India-UK FTA: Major Win for Indian Steel Exports as Trade Hurdles Clear
India has achieved a significant diplomatic and commercial breakthrough in the ongoing India-UK Free Trade Agreement (FTA) negotiations. By securing protection for 85% of its steel exports, India has successfully navigated one of the most contentious sticking points in the bilateral trade pact.
Resolving the Steel Safeguard Deadlock
The upcoming implementation of the UK's new steel safeguard regime, scheduled for July 1, 2026, posed a major threat to Indian exporters. Under the new British framework, tariff-free steel imports will be strictly capped, with overall quota volumes slashed by 60% compared to the existing safeguard mechanism. Any imports exceeding these quotas would face a heavy 50% tariff.
However, through high-level discussions—including those between Commerce and Industry Minister Piyush Goyal and UK Secretary of State Peter Kyle—a landmark consensus has been reached. India has secured its interests through a strategic combination of Country-Specific Quotas (CSQ), residual quotas, and access under the Authorised Use Scheme (AUS). This arrangement ensures that 85% of India's outbound steel shipments remain shielded from the most restrictive British curbs.
Operationalising the CETA Framework
This breakthrough paves the way for the operationalisation of the Comprehensive Economic and Trade Agreement (CETA) starting July 15. The agreement is designed to minimize market disruptions and maintain a balanced trading environment for both nations. Given that India's exports of iron, steel, and related products to the UK stood at a substantial USD 893.4 million in the 2025-26 period, the protection of these volumes is critical for India's manufacturing sector.
The successful negotiation demonstrates the "collaborative strength" of the India-UK partnership, moving the bilateral relationship closer to a fully functional trade ecosystem.
The Looming Challenge of Carbon Taxes
While the steel quota issue has been largely resolved, a new economic challenge looms on the horizon: the UK's Import Carbon Pricing Mechanism, similar to the EU's Carbon Border Adjustment Mechanism (CBAM). Set to take effect in 2027, this carbon tax will target energy-intensive sectors including iron, steel, aluminium, fertiliser, cement, and hydrogen.
According to the Global Trade Research Initiative (GTRI), Indian exports worth approximately USD 775 million could be impacted by these carbon levies. Once free allowances under the UK’s Emissions Trading Scheme (ETS) are phased out, the tax could range between 14% and 24% of the total import value. For Indian industry leaders, navigating this green transition will be the next major hurdle in maintaining competitiveness in the British market.
Key Takeaways
- Quota Protection: 85% of Indian steel exports to the UK will remain shielded from new safeguard measures via a mix of CSQ, residual quotas, and the Authorised Use Scheme.

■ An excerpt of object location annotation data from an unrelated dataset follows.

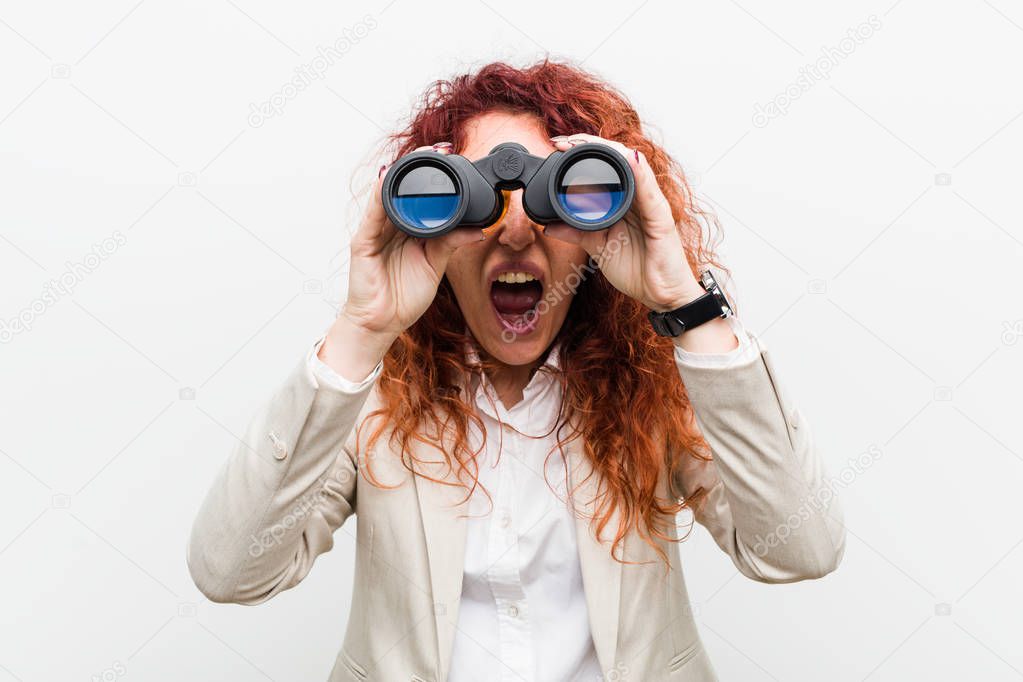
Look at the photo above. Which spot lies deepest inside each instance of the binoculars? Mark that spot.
(589, 187)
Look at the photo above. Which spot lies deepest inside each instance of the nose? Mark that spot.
(516, 230)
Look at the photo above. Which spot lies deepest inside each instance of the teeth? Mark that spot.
(515, 277)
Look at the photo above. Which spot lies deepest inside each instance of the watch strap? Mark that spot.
(693, 314)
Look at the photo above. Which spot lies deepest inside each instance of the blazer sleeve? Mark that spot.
(286, 487)
(768, 503)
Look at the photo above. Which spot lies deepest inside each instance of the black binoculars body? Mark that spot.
(589, 187)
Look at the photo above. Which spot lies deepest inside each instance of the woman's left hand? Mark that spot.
(648, 263)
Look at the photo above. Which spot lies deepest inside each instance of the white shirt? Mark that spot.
(523, 612)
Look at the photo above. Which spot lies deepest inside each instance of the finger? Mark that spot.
(375, 227)
(439, 249)
(566, 142)
(651, 203)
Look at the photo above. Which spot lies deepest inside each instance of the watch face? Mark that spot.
(708, 282)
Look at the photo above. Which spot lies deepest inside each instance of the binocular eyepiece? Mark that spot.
(589, 187)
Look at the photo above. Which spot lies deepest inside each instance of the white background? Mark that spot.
(874, 231)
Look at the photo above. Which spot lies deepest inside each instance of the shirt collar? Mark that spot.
(542, 381)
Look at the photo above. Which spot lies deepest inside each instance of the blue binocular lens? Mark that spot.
(427, 193)
(590, 189)
(426, 196)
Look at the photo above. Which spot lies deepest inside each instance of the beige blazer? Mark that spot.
(297, 478)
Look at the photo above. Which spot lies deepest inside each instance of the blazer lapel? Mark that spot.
(444, 528)
(602, 575)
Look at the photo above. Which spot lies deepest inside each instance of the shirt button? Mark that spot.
(279, 449)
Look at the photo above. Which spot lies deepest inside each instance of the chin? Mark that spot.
(523, 350)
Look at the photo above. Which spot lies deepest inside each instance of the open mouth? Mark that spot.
(515, 296)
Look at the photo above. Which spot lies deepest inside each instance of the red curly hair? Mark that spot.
(620, 385)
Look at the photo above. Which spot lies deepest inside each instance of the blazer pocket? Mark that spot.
(354, 668)
(684, 656)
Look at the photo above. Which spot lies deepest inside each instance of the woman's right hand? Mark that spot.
(393, 279)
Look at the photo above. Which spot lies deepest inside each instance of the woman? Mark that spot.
(516, 476)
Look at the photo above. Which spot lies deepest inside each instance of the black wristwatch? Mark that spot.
(708, 307)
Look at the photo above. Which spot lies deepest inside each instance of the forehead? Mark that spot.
(486, 131)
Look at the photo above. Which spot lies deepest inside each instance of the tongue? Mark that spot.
(514, 299)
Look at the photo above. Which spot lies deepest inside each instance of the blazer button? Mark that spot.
(279, 448)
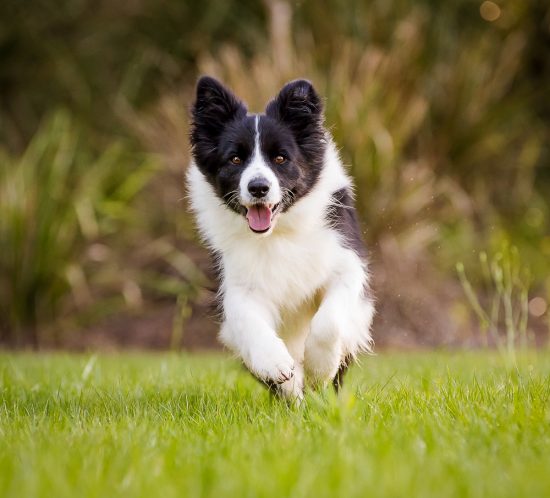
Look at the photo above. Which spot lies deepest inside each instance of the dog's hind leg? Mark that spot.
(338, 380)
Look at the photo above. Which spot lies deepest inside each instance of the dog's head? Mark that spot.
(258, 164)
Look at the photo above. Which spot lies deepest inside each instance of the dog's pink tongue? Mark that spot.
(259, 218)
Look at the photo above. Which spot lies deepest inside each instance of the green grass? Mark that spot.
(415, 424)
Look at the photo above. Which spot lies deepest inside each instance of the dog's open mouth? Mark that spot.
(260, 216)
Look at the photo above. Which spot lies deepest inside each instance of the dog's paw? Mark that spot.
(293, 389)
(271, 362)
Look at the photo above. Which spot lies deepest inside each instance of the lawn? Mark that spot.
(167, 425)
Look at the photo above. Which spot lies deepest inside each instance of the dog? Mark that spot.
(275, 206)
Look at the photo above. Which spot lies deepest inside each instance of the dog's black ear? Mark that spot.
(300, 109)
(297, 105)
(214, 107)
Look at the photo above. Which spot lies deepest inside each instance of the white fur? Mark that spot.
(255, 170)
(294, 302)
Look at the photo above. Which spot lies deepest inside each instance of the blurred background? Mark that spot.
(441, 109)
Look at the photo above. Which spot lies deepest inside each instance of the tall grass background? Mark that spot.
(440, 109)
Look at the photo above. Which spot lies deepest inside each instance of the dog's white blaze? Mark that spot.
(295, 298)
(259, 169)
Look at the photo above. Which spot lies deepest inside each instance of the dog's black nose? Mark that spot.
(259, 187)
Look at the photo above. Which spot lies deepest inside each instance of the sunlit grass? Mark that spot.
(419, 424)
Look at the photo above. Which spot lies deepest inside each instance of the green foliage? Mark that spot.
(442, 115)
(58, 201)
(505, 286)
(197, 426)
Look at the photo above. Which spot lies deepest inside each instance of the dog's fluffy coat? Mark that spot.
(275, 206)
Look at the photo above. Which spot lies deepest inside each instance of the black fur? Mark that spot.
(338, 381)
(292, 127)
(342, 216)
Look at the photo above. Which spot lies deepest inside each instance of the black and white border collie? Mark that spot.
(275, 206)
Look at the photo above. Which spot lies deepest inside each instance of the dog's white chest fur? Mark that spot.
(295, 297)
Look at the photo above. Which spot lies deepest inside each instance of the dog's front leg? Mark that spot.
(248, 330)
(340, 314)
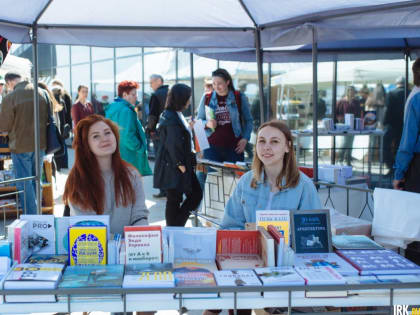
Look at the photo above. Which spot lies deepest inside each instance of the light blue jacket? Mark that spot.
(245, 200)
(245, 130)
(410, 139)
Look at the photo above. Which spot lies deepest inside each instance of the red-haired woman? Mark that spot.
(133, 146)
(100, 182)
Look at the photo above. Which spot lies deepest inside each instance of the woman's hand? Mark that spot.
(182, 168)
(212, 124)
(241, 146)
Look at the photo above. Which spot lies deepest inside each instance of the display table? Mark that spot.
(383, 294)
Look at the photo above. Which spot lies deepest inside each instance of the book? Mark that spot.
(239, 261)
(48, 259)
(42, 233)
(156, 275)
(280, 276)
(279, 244)
(187, 276)
(378, 262)
(278, 218)
(21, 248)
(326, 259)
(143, 244)
(96, 276)
(311, 231)
(322, 276)
(62, 235)
(87, 245)
(33, 276)
(354, 242)
(239, 278)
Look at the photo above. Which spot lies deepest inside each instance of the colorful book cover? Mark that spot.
(48, 259)
(326, 259)
(311, 231)
(143, 244)
(88, 245)
(62, 235)
(378, 262)
(103, 276)
(278, 218)
(149, 275)
(354, 242)
(42, 233)
(21, 241)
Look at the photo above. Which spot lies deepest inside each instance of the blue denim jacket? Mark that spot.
(245, 130)
(245, 200)
(410, 139)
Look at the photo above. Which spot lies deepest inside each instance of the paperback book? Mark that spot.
(239, 278)
(33, 276)
(87, 245)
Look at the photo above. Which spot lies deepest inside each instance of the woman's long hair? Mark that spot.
(290, 170)
(85, 184)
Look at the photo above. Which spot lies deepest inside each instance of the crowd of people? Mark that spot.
(111, 146)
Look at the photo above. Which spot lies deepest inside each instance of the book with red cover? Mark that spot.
(143, 244)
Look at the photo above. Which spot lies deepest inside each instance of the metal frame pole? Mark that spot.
(258, 52)
(315, 101)
(36, 118)
(192, 84)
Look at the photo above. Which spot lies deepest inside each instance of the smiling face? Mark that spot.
(271, 147)
(221, 86)
(101, 139)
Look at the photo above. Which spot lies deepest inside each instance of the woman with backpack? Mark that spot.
(227, 117)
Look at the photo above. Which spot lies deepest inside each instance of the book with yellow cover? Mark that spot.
(87, 245)
(278, 218)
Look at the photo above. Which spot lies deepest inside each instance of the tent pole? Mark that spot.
(192, 85)
(36, 119)
(260, 73)
(407, 55)
(315, 101)
(333, 108)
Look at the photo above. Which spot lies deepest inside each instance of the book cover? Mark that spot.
(22, 251)
(311, 231)
(326, 259)
(62, 235)
(354, 242)
(239, 278)
(280, 276)
(48, 259)
(143, 244)
(279, 244)
(42, 233)
(267, 247)
(378, 262)
(87, 245)
(239, 261)
(188, 276)
(91, 220)
(278, 218)
(109, 276)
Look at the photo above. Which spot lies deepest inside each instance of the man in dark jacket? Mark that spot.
(393, 122)
(156, 107)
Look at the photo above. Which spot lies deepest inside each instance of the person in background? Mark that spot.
(175, 161)
(17, 119)
(133, 146)
(11, 79)
(82, 108)
(274, 182)
(348, 104)
(230, 129)
(393, 122)
(156, 107)
(100, 182)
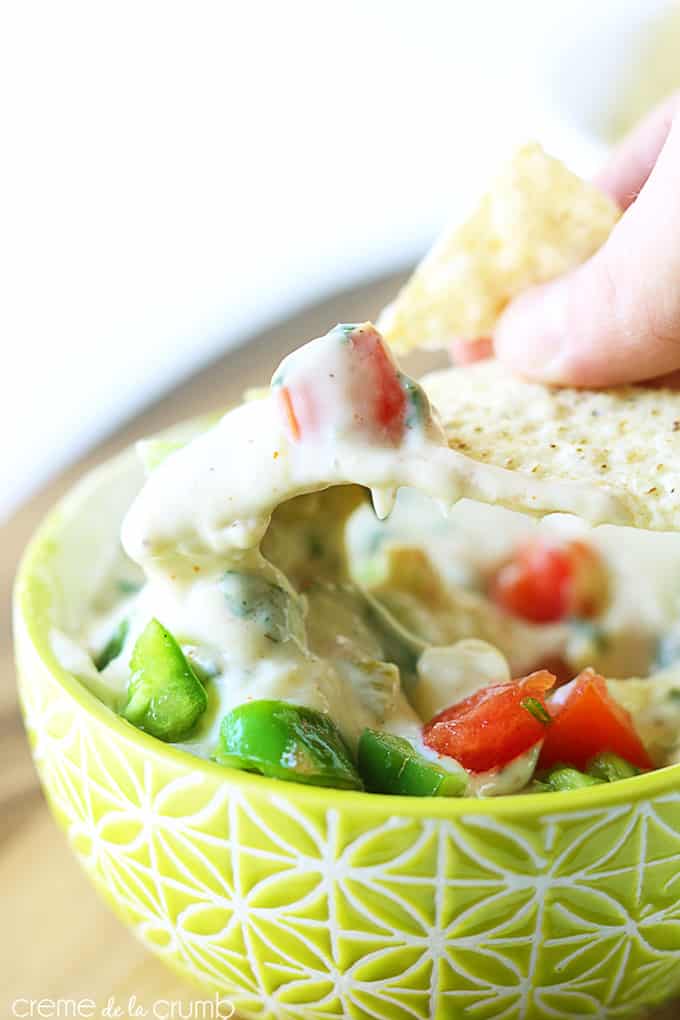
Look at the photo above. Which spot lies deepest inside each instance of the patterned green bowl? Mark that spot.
(301, 903)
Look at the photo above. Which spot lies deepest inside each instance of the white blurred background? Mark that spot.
(175, 176)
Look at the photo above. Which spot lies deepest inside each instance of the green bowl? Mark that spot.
(297, 902)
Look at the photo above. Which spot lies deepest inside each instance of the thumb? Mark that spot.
(617, 317)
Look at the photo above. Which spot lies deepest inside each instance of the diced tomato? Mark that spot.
(545, 581)
(366, 392)
(494, 725)
(376, 383)
(587, 722)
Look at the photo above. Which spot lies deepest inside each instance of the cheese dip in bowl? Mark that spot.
(340, 731)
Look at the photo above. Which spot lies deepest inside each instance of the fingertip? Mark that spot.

- Tariff Risks Mitigated: While the UK is reducing overall tariff-free steel quotas by 60%, the new consensus prevents the bulk of Indian shipments from hitting the 50% penalty tariff.
- Upcoming Carbon Hurdle: Indian exporters must prepare for the UK's carbon pricing mechanism in 2027, which could impact USD 775 million worth of exports with taxes ranging from 14% to 24%.